The basic issue covered in the post was how to test SCORM courses prior to loading on a given LMS (e.g., Docent, SumTotal, Saba, Learn.com, etc.).
We talked about the SCORM test suite, SCORM test wrappers, and various test tools such as Trident, Reload player (http://www.reload.ac.uk/scormplayer.html), SCORM Test Track, remote debugging using tools like WebEx, HTTP traffic tracking with tools like Firebug, and some other things. Quite a great bit of discussion and useful information. If you are interested in testing your scorm courses, probably worth a read.

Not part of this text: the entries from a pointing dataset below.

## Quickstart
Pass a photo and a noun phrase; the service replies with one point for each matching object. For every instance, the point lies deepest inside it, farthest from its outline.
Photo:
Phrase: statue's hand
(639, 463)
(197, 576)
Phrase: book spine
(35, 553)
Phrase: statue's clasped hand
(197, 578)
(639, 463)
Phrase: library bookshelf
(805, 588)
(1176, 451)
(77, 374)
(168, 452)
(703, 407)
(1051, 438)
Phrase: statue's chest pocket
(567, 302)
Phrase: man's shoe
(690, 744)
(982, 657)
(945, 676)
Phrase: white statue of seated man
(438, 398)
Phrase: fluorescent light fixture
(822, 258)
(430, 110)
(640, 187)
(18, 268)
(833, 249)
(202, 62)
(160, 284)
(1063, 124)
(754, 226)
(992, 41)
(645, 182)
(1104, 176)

But recently someone (anonymous) left comments challenging a few of my base assumptions and I'd be curious to get thoughts. They asked:
"Why is testing courseware different? Why assume that the client or someone else is supposed to provide systems for testing for courseware vendors but not say accounting systems?"All of these challenge the base assumption that I made which is - the LMS vendor really is not looking to work with people who are creating small amounts of courses that need to be tested on their LMS. That's my general sense having working with a variety of different LMS vendors, but maybe that's not true?

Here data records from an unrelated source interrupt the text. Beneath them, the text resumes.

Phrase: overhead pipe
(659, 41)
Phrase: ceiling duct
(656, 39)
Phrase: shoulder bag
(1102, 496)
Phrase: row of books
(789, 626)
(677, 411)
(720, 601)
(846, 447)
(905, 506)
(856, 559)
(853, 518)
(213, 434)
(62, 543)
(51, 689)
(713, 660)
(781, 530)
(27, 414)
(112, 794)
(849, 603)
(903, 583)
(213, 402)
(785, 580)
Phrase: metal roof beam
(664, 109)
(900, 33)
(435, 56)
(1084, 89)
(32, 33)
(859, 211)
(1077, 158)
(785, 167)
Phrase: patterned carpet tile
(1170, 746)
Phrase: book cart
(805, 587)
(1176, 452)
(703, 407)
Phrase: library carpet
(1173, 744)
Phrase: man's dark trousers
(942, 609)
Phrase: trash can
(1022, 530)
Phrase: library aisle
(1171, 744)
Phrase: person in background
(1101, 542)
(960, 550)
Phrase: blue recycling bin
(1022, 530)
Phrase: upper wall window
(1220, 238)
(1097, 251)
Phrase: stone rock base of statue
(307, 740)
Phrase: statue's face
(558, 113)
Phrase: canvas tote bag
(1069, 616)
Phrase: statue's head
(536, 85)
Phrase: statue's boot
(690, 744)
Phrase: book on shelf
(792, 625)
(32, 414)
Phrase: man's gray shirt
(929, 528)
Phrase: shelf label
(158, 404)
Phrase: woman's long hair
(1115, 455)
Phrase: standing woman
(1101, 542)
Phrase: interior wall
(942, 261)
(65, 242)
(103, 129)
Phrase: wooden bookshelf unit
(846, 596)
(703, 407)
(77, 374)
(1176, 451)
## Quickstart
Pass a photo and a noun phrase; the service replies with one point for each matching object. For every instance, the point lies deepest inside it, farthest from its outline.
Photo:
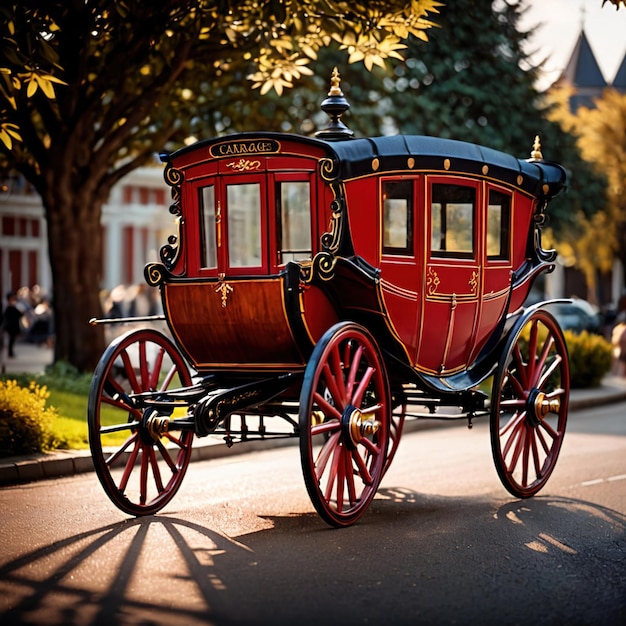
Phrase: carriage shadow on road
(412, 553)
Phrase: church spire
(583, 73)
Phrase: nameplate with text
(245, 146)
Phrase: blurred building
(583, 74)
(136, 222)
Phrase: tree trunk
(75, 248)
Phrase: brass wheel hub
(543, 405)
(360, 426)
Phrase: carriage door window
(294, 207)
(452, 212)
(244, 225)
(498, 225)
(398, 217)
(207, 223)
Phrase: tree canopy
(128, 76)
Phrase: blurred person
(11, 319)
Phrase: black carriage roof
(433, 154)
(355, 158)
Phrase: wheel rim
(139, 463)
(529, 405)
(344, 422)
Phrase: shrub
(589, 358)
(25, 422)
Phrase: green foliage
(25, 422)
(589, 359)
(61, 376)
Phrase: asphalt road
(443, 543)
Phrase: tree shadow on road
(413, 559)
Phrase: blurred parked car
(576, 316)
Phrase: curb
(60, 463)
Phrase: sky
(556, 25)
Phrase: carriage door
(452, 275)
(234, 226)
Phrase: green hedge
(25, 422)
(589, 359)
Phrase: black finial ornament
(335, 105)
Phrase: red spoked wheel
(396, 425)
(345, 408)
(139, 463)
(529, 404)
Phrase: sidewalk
(33, 359)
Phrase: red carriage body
(343, 280)
(413, 237)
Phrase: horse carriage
(330, 288)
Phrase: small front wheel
(345, 409)
(139, 466)
(529, 404)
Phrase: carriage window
(207, 222)
(398, 217)
(498, 225)
(295, 219)
(244, 225)
(452, 211)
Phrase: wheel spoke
(333, 389)
(156, 472)
(542, 361)
(327, 408)
(354, 368)
(342, 466)
(365, 381)
(549, 371)
(150, 473)
(364, 472)
(129, 370)
(130, 463)
(520, 366)
(338, 378)
(525, 442)
(156, 369)
(513, 423)
(324, 454)
(532, 351)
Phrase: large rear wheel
(139, 463)
(345, 409)
(529, 404)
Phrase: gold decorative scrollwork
(322, 267)
(155, 274)
(244, 165)
(328, 169)
(223, 288)
(173, 177)
(432, 281)
(473, 282)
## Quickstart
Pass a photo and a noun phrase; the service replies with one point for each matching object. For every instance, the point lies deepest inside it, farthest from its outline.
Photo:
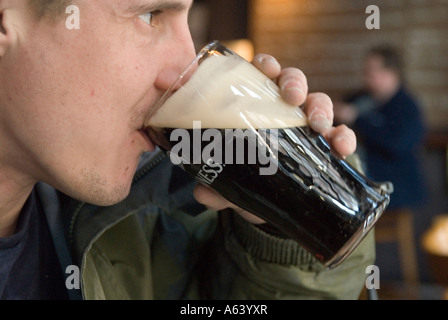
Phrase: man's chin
(104, 198)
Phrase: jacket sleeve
(257, 265)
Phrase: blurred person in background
(390, 127)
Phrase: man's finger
(319, 110)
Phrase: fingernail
(291, 89)
(319, 122)
(292, 85)
(345, 140)
(264, 60)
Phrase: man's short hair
(51, 9)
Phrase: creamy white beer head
(227, 92)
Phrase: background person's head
(383, 72)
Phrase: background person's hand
(317, 106)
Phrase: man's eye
(147, 17)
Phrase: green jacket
(160, 244)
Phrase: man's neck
(14, 196)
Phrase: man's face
(73, 100)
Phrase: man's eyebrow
(161, 5)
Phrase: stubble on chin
(96, 189)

"Perhaps you can rent or lease the software? Most major LMS vendors have their own test labs, support, and professional services."
"All of them sell their LMSs."
"There are third-party companies which you can hire to test courseware against LMSs."
"Have you ever tried contacting SumTotal about what options they have available for third-party courseware testing? What did they say? How many other LMS vendors have you spoken to?"
Also, I wonder how much it would take to get the LMS setup for scorm testing? Cost? Hours?
Any comments from the LMS vendors ?
Any experience out there in working with LMS vendors to do scorm tests?
Or is it pretty much that you are using scorm testing tools and then getting on the actual installation to test and debug issues?